[RFC] ARM64: 4 level page table translation for 4KB pages

Mon Mar 31 19:11:34 EDT 2014

On Monday 31 March 2014 16:27:19 Catalin Marinas wrote:
> On Mon, Mar 31, 2014 at 01:53:20PM +0100, Arnd Bergmann wrote:
> > On Monday 31 March 2014 12:31:14 Catalin Marinas wrote:
> > > On Mon, Mar 31, 2014 at 07:56:53AM +0100, Arnd Bergmann wrote:
> > > > On Monday 31 March 2014 12:51:07 Jungseok Lee wrote:
> > > > > Current ARM64 kernel cannot support 4KB pages for 40-bit physical address
> > > > > space described in [1] due to one major issue + one minor issue.
> > > > > 
> > > > > Firstly, kernel logical memory map (0xffffffc000000000-0xffffffffffffffff)
> > > > > cannot cover DRAM region from 544GB to 1024GB in [1]. Specifically, ARM64
> > > > > kernel fails to create mapping for this region in map_mem function
> > > > > (arch/arm64/mm/mmu.c) since __phys_to_virt for this region reaches to
> > > > > address overflow. I've used 3.14-rc8+Fast Models to validate the statement.
> > > > 
> > > > It took me a while to understand what is going on, but it essentially comes
> > > > down to the logical memory map (0xffffffc000000000-0xffffffffffffffff)
> > > > being able to represent only RAM in the first 256GB of address space.
> > > > 
> > > > More importantly, this means that any system following [1] will only be
> > > > able to use 32GB of RAM, which is a much more severe restriction than
> > > > what it sounds like at first.
> > > 
> > > On a 64-bit platform, do we still need the alias at the bottom and the
> > > 512-544GB hole (even for 32-bit DMA, top address bits can be wired to
> > > 512GB)? Only the idmap would need 4 levels, but that's static, we don't
> > > need to switch Linux to 4-levels. Otherwise the memory is too sparse.
> > 
> > I think we should keep a static virtual-to-physical mapping,
> 
> Just so that I understand: with a PHYS_OFFSET of 0?

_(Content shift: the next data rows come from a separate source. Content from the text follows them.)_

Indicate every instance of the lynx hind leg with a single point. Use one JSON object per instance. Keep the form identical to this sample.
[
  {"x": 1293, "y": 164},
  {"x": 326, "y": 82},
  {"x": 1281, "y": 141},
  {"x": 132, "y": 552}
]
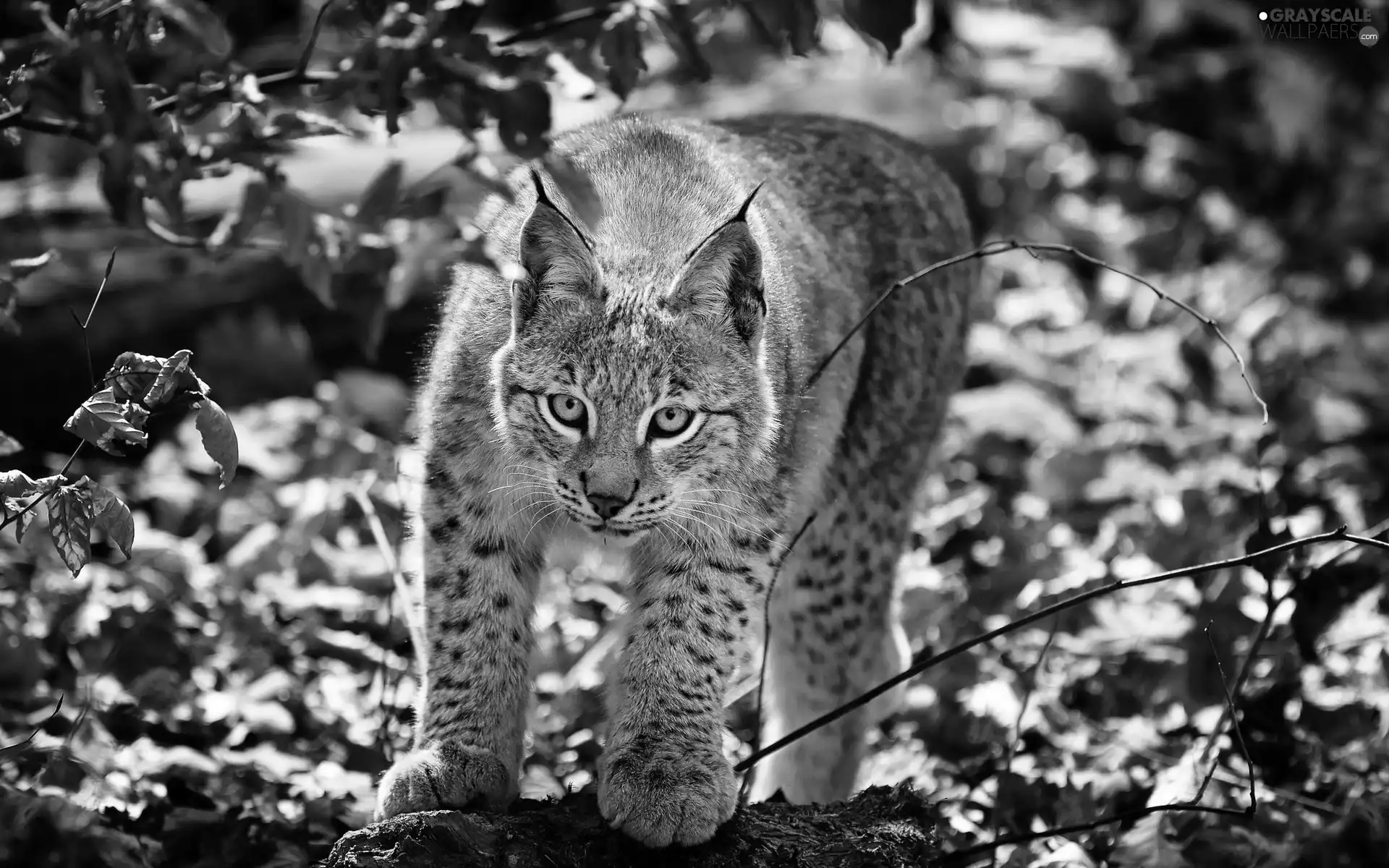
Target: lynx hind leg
[{"x": 835, "y": 632}]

I hadn't realized at first that it's variable, but I guess 0 would be the easiest,
otherwise we wouldn't be able to use 512GB pages to map the high memory range.

> > and to keep
> > relocating the kernel at compile time without a hack like ARM_PATCH_PHYS_VIRT
> > if at all possible.
> 
> and the kernel running at a virtual alias at a higher position than the
> end of the mapped RAM? IIUC x86_64 does something similar.

That would work, yes.

Another idea is to always run the kernel at PAGE_OFFSET, as today, but create
an alias there if there isn't already RAM at that location with the fixed
PHYS_OFFSET.

> > > > > Secondly, vmemmap space is not enough to cover over about 585GB physical
> > > > > address space. Fortunately, this issue can be resolved as utilizing an extra
> > > > > vmemmap space (0xffffffbe00000000-0xffffffbffbbfffff) in [2]. However,
> > > > > it would not cover systems having a couple of terabytes DRAM.
> > > > 
> > > > This one can be trivially changed by taking more space out of the vmalloc
> > > > area, to go much higher if necessary. vmemmap space is always just a fraction
> > > > of the linear mapping size, so we can accommodate it by definition if we
> > > > find space to fit the physical memory.
> > > 
> > > vmemmap is the total range / page size * sizeof(struct page). So for 1TB
> > > range and 4K pages we would need 8GB (the current value, unless I
> > > miscalculated the above). Anyway, you can't cover 1TB range with
> > > 3-levels.
> > 
> > The size of 'struct page' depends on a couple of configuration variables.
> > If they are all enabled, you might need a bit more, even for configurations
> > that don't have that much address space.
> 
> Yes. We could make vmemmap configurable at run-time or just go for a
> maximum value.

I would just aim for 'large enough': pick a reasonable maximum RAM size
and then leave space for four times as much mem_map as we need.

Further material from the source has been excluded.